Nadie en la Liga se hubiera ni atrevido a pensar en levantar la mano en señal de queja si solo Wade y Bosh se hubieran unido en los Heat este verano. Añadir a James, hace que al instante todo el mundo tenga algo que decir. Ninguna persona en su sano juicio puede defender la forma como James abandonó Cleveland, de acuerdo. Pero de ahí, al interminable torrente de críticas fuera de lugar y sin lógica alguna que LeBron ha venido soportando estos últimos tres meses, hay un buen trecho. Especialmente condenables las de numerosos exjugadores que en su momento intentaron movimientos similares cuando tuvieron la oportunidad y que ahora derrochan ríos de sucia hipocresía criticando The Decisión de James de llevar sus talentos a South Beach.

Los Heat toman buena nota, aunque cueste disimular la palpable frustración que produce ser el Enemigo Público Número 1 sin todavía haber jugado un solo minuto. Las declaraciones de Udonis Haslem (que juega en los Heat gracias a que Bosh, Wade y James se bajaron el salario para que Miami lo pudiera renovar) de estos días no pueden pasar desapercibidas: “Desde el primer día que empecé como profesional en deportes de equipo, siempre se ha tratado de sacrificarse por un objetivo común. Ahora y aquí tenemos un perfecto ejemplo de jugadores sacrificándose por un objetivo común y resulta que se les critica ferozmente por ello, especialmente al Big Three. Voy a hacer todo lo posible para hacer que ellos tres se sientan bien con la decisión que han tomado”. Aplausos.

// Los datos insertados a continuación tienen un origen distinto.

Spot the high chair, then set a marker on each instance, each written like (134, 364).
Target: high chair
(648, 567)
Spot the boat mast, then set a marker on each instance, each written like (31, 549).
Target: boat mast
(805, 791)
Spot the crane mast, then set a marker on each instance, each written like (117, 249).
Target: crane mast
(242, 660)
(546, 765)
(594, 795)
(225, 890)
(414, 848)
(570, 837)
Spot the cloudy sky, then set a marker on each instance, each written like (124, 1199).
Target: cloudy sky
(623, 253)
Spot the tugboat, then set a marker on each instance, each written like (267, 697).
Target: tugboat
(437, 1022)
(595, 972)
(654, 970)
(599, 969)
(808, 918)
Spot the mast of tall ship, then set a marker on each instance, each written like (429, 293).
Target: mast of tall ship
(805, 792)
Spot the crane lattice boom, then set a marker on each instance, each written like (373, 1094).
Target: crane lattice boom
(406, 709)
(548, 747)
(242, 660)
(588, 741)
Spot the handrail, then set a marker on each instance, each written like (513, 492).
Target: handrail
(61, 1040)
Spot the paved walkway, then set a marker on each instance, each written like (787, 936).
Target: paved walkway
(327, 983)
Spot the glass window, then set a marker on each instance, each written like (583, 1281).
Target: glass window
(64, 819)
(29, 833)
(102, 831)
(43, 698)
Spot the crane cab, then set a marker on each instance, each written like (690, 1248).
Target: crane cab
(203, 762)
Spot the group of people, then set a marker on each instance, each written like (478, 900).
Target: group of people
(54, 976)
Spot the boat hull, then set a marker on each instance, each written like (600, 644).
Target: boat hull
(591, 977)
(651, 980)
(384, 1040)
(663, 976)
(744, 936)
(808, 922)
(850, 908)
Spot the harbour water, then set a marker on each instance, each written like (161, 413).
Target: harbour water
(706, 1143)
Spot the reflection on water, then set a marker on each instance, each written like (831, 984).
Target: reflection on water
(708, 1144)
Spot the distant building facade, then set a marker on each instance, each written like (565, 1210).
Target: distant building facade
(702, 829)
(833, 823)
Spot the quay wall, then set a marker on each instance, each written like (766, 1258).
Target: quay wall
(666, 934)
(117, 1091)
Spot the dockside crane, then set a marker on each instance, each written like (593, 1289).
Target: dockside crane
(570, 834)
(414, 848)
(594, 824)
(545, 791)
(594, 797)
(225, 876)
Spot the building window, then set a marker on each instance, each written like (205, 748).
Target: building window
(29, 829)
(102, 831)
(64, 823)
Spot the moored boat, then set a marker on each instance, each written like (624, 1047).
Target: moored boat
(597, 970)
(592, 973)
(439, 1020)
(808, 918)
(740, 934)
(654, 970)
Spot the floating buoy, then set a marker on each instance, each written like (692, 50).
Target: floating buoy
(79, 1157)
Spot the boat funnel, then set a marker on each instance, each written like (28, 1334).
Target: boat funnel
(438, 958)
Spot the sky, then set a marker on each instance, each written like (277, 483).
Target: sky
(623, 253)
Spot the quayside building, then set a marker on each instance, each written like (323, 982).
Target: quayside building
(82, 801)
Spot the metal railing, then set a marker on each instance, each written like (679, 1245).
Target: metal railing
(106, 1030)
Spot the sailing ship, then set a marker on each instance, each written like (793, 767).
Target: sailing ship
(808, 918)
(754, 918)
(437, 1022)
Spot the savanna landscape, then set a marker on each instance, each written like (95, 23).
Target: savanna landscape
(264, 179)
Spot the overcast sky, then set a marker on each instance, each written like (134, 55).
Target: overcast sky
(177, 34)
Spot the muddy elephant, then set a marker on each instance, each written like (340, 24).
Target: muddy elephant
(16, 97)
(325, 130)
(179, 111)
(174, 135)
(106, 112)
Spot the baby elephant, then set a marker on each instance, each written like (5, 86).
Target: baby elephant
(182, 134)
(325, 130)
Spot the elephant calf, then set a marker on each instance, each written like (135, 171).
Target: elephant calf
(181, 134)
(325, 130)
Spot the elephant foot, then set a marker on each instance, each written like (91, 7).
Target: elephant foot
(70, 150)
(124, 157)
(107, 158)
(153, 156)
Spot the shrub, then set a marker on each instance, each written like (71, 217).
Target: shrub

Amigos, rivales… compañeros de viaje en busca del objetivo común

Sin duda que este tipo de compromiso por parte de los complementos del roster de Miami son los que pueden hacerles campeones este año, y el otro… y el otro. Pero en realidad, LeBron James no lo necesita. De hecho, solo hay que ver cómo está entrenando, con qué fuerza, cómo vocaliza en defensa y organiza el ataque. No hay partidillo que su equipo no gane. Destaca el papel que de momento ha decidido adoptar en lo ofensivo, y parece encantado con la oportunidad que le brindan los Heat de dirigir la orquesta en vez de ser siempre el máximo anotador que los Cavs necesitaban que fuera. En este training camp, James casi nunca acaba tirando y sí encontrando tiros abiertos de jugadores como Eddie House o James Jones. Y eso sin Wade ni Bosh en su equipo. Añade estos dos jugadores a sus enormes potenciales como pasador y el efecto solo puede hacer que multiplicarse.

Chris Bosh dice que éste está siendo el training camp más duro de su carrera en la NBA. Un sentimiento que también respaldan otros jugadores de Miami con más años que Bosh en la Liga. Críticas van y críticas vienen, pero Miami no picará el anzuelo ni se paseará por la Championship Parade todavía. Aún no han hecho nada y todos lo saben. Y hasta que no lo hagan, no hay que apostar a nada que no sea seguir poniendo a LeBron James en el ojo del huracán día tras día, por el tema que sea. Efectivamente James no ha ganado un anillo, pero está trabajando como nadie para que sus posibilidades de ganar uno muy pronto sean cada vez más grandes.